The pro-abortion administration attempted to assuage the public in late January by claiming groups only must “respect” abortion on demand if they want to receive the grants, according to The Canadian Press.
In January, Trudeau also denigrated concerns voiced by a pro-life student about free speech.
“If you’re pro-life then you are ridiculed and insulted, but if you’re pro-choice then you’re praised,” the student told Trudeau, according to the National Post. “And I just want to know if this [free speech] is important to you.”
Trudeau answered: “Women have fought for generations for the right to control their own bodies, to be able to choose for themselves what to do with their bodies.
“When those beliefs lead to actions aimed to restrict a women’s right on what to do with her body, that’s where we draw the line,” he continued, according to Global News.
However, these explanations have not satisfied many religious groups, which employ students to help run summer camps, refugee service organizations and charities to help low-income families and minorities.
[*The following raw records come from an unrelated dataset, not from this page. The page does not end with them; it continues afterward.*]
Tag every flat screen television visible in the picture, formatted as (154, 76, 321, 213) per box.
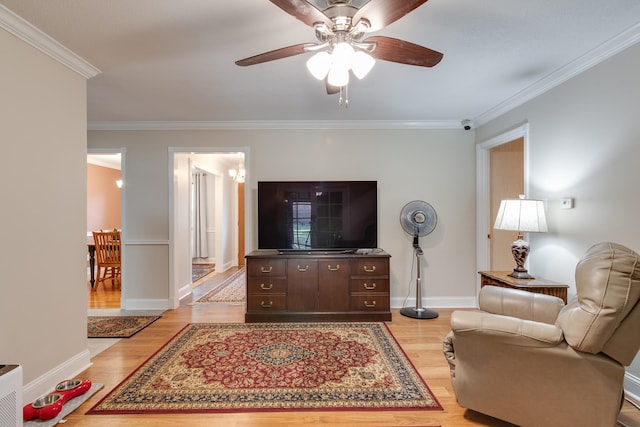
(258, 181, 377, 252)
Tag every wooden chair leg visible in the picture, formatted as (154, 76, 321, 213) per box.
(93, 267, 102, 291)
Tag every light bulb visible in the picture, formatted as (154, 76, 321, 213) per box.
(331, 42, 355, 70)
(306, 51, 331, 80)
(327, 66, 349, 87)
(351, 51, 375, 79)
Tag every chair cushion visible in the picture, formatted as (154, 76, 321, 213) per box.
(556, 242, 640, 355)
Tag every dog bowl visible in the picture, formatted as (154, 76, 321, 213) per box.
(55, 379, 82, 391)
(31, 393, 62, 409)
(54, 378, 92, 404)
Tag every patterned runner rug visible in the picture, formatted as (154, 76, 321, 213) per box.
(88, 316, 161, 338)
(192, 263, 216, 282)
(87, 322, 442, 414)
(193, 267, 245, 304)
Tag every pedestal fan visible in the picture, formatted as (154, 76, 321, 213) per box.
(399, 200, 438, 319)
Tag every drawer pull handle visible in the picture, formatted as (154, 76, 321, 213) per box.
(363, 265, 376, 273)
(297, 265, 309, 272)
(363, 282, 376, 290)
(260, 301, 273, 308)
(260, 266, 273, 273)
(364, 301, 377, 308)
(260, 283, 273, 290)
(327, 264, 340, 271)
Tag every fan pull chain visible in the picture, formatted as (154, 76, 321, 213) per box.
(338, 85, 349, 108)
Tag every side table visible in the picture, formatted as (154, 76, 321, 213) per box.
(479, 271, 569, 304)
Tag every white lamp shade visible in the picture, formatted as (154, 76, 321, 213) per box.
(494, 198, 548, 233)
(351, 51, 375, 79)
(306, 51, 331, 80)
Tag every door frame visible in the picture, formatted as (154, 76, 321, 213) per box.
(476, 122, 530, 295)
(168, 147, 249, 308)
(87, 147, 126, 308)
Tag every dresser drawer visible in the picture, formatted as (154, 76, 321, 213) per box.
(350, 278, 389, 293)
(246, 259, 286, 276)
(247, 277, 287, 294)
(247, 295, 287, 311)
(350, 295, 390, 311)
(351, 258, 389, 276)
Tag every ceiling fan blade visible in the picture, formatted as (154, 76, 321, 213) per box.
(365, 36, 443, 67)
(353, 0, 429, 32)
(235, 43, 316, 66)
(325, 79, 340, 95)
(269, 0, 331, 27)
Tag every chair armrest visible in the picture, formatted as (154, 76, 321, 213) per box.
(479, 285, 565, 324)
(451, 310, 564, 346)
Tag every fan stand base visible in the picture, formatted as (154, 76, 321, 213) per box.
(400, 307, 439, 319)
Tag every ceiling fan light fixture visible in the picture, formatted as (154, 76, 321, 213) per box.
(236, 0, 444, 106)
(306, 51, 332, 80)
(327, 66, 350, 87)
(351, 50, 375, 79)
(331, 42, 355, 69)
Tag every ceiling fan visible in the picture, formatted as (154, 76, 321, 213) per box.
(235, 0, 443, 97)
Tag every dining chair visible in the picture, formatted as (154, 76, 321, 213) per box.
(92, 230, 121, 290)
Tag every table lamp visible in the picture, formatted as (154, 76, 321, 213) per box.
(493, 195, 548, 279)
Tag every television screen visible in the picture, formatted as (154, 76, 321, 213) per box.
(258, 181, 377, 252)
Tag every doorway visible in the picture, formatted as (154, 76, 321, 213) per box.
(169, 149, 246, 308)
(87, 151, 124, 309)
(489, 138, 524, 270)
(190, 165, 217, 285)
(476, 123, 529, 292)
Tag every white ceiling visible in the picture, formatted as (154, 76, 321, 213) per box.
(87, 153, 121, 170)
(2, 0, 640, 128)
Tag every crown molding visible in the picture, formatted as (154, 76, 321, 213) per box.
(474, 22, 640, 127)
(0, 4, 100, 79)
(87, 120, 462, 131)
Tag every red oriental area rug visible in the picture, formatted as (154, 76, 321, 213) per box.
(88, 322, 442, 414)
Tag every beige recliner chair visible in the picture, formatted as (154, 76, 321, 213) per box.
(443, 242, 640, 427)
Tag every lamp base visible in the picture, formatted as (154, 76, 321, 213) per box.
(508, 269, 535, 279)
(509, 238, 534, 279)
(400, 307, 439, 319)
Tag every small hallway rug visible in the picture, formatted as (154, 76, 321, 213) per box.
(193, 267, 245, 304)
(192, 263, 216, 282)
(88, 315, 161, 338)
(87, 322, 442, 414)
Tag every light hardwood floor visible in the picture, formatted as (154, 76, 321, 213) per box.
(81, 272, 639, 427)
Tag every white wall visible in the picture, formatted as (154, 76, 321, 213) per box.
(0, 27, 90, 400)
(475, 41, 640, 398)
(88, 129, 478, 309)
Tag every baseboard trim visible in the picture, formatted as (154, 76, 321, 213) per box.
(23, 349, 92, 404)
(121, 299, 171, 311)
(178, 283, 192, 301)
(391, 296, 478, 310)
(217, 260, 236, 273)
(625, 372, 640, 402)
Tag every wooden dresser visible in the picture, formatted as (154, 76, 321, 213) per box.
(479, 271, 569, 303)
(245, 249, 391, 322)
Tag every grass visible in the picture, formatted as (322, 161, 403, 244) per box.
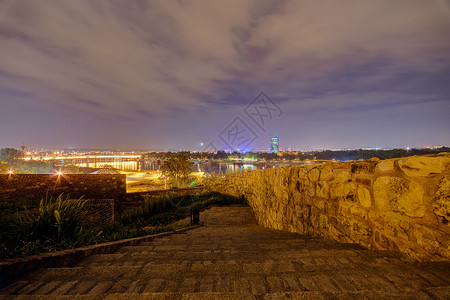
(0, 198, 41, 218)
(0, 192, 245, 259)
(0, 195, 91, 258)
(126, 181, 165, 193)
(121, 192, 246, 227)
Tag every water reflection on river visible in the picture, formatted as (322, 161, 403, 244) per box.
(57, 158, 318, 174)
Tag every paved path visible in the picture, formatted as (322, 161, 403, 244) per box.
(1, 206, 449, 299)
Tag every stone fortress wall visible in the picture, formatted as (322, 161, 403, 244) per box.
(0, 174, 126, 200)
(206, 153, 450, 261)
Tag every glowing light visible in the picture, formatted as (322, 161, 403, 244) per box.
(8, 170, 13, 174)
(57, 171, 63, 175)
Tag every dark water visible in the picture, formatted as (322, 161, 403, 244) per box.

Reports indicate that hundreds of groups that used to employ students may not this summer as a result, and summer camps and other charities could be forced to close.
Canadian taxpayers pay about $200 million a year to support the youth-based program, which provides funding for businesses and non-profits to offer temporary summer jobs to youth ages 15 to 30. It is a way the government encourages young people to get hands-on training before entering the workforce full-time.